José Ángel – que até nem começou mal – deu o mote ao ser «comido» por João Mário que depois serviu Slimani na pequena área. O argelino, implacável, desviou para o primeiro golo do encontro, aos 23 minutos. Começava o tremor defensivo, que só não foi novamente castigado aos 32' porque Casillas, desta vez, travou Slimani. O lance foi tirado a papel químico do golo; logo, Ángel voltou a comprometer.
Mas o espanhol não pode ser o bode expiatório de uma defesa que nunca foi segura. Chidozie esteve longe de convencer e Martins Indi calculou tudo mal aos 44 minutos, deixando Slimani em posição perfeita para o segundo golo dos leões, num belíssimo golpe de cabeça. Era, por esta altura, o 1x2, porque entretanto o FC Porto tinha conseguido chegar ao empate. Coates derrubou Brahimi (33') e Herrera não falhou da marca dos 11 metros.
Foi o melhor período do FC Porto em todo o jogo, que não deu reviravolta porque Herrera atirou ao lado aos 37 minutos depois de um passe em profundidade de Brahimi. Foi, também, o período em que o leão mais tremeu, a par dos primeiros minutos do segundo tempo, quando entre duas boas ocasiões Sérgio Oliveira ainda acertou na trave. Mas este FC Porto é de uma instabilidade assustadora e o Sporting, adulto, voltou rapidamente ao jogo.

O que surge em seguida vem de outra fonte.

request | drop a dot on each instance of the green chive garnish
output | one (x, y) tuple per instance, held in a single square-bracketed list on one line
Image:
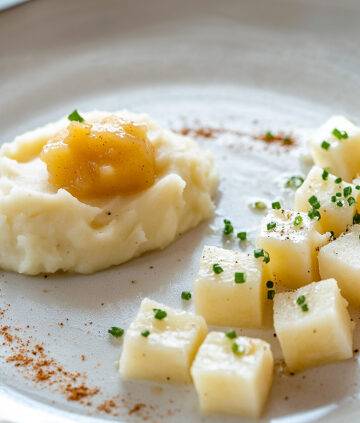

Aproveitando as fragilidades no processo defensivo dos dragões, o leão atacou com tudo, mas não matou. João Mário, por exemplo, deu tempo ao tempo quando se pedia uma decisão rápido e clínica. Slimani, aos 69', já fez tudo bem, mas Casillas com um voo soberbo travou o hattrick do argelino. E foi neste momento que renasceu o FC Porto, ainda que longe do futebol espantoso. Varela agitou, André André trouxe alma que entre os erros e a insegurança foram mantendo o dragão ligado ao resultado.
Mas o destino desta história estava na felicidade verde e branca. Num golpe de contra-ataque, ao minuto 85, o Sporting confirmou o que pairava sobre o Dragão. A vitória e a garantia de uma luta pelo título até à última. Bruno César cavalgou, rematou à figura mas Casillas - à semelhança de tanto Porto errático - acabou por ver a bola escapar-lhe por debaixo do corpo. 1x3, ponto final. Há leão!